Suponha que, nos termos do artigo 7.º da Lei x/2012, entrou em vigor dia 1 de janeiro de 2012, “são nulos os contratos celebrados por menores de 21 anos nas escolas de condução”. Pode a mãe de CLARA invocar a invalidade do contrato celebrado?
Passo 1 – delimitar o problema 
No caso sub-judice, o problema é o facto da Clara ter celebrado um contrato com a empresa de condução “Sobre Rodas, Lda.”, em 2011, após completar a maioridade, os 18 anos, e agora ter entrado em vigor a Lei x/2012 que no 7º artigo dispõe que são nulos os contratos celebrados por menores de 21 anos com escolas de condução. 
O contrato celebrado por Clara é um facto continuado, e apesar de ter sido celebrado na vigência da LA perdura na vigência da LN. É, por isso, necessário perceber se ao contrato da Clara se vai aplicar esta nova lei, o que a verificar-se tornaria o contrato inválido. 
Passo 2 – há direito transitório? NÃO 
Passo 3 – estamos perante um ramo do direito com regime específico? Não 
Passo 4 – estamos perante lei interpretativa (art 13º) ou sobre prazos (art 279º)? NÃO 
Passo 5 – a lei atribui eficácia a si mesma? NÃO 
Ou seja, não estamos no âmbito de aplicação do artigo 12/1 mas sim do 12/2. 
Passo 6 – perceber se estamos perante um caso do 12/2 1ª parte ou 2ª parte? (esquema do DCG) 
12/2, 1ª parte 
“Quando a lei dispõe sobre as condições de validade substancial ou formal de
quaisquer factos ou sobre os seus efeitos, entende-se, em caso de dúvida, que só visa os factos novos”.
12/2, 2ª parte 
“mas, quando dispuser sobre o conteúdo de certas relações jurídicas, abstraindo
dos factos que lhes deram origem, entender-se-á que a lei abrange as próprias relações já constituídas, que subsistam à data da sua entrada em vigor”.

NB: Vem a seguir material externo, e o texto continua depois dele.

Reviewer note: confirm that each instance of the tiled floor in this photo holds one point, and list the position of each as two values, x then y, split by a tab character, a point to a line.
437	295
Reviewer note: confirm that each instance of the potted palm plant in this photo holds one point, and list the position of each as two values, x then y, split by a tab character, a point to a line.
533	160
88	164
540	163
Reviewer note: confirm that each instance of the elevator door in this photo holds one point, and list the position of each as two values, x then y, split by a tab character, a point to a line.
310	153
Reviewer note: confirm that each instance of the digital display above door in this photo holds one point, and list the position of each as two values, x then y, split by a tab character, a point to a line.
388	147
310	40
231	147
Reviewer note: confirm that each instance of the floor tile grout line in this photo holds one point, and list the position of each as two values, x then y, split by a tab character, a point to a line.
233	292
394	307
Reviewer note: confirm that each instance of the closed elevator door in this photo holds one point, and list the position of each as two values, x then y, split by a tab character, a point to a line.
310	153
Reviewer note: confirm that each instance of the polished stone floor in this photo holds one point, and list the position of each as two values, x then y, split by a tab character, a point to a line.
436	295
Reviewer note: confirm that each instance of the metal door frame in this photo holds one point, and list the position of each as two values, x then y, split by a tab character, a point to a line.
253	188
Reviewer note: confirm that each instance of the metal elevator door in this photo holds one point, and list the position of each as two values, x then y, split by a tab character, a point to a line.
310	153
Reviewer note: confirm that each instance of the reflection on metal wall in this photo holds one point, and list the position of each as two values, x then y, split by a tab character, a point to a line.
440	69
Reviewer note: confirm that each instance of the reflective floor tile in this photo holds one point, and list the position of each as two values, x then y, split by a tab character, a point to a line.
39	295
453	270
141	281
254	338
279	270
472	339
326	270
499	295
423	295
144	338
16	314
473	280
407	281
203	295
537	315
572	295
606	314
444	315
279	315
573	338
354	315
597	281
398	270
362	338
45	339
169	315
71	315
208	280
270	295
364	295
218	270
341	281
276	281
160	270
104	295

Neste caso, estamos perante um caso de aplicação do artigo 12º/2, 1ª parte. A nova lei vem alterar as condições de validade substancial, em específico, altera a capacidade jurídica das partes. Ora, se vem alterar a condição de validade substancial, vem alterar o facto constitutivo e, por isso, dizemos que NÃO se abstrai do facto. Assim sendo, a LN só se vai aplicar a factos novos e a LA subsiste vigente para regular factos ou efeitos jurídicos relacionados com esta condição de validade, onde os efeitos jurídicos integram o conteúdo da situação jurídica. Verifica-se sobrevigência da LA sempre que a LN se refira às condições de validade de um ato jurídico ou ao conteúdo de uma situação jurídica que não se possa abstrair do seu título constitutivo.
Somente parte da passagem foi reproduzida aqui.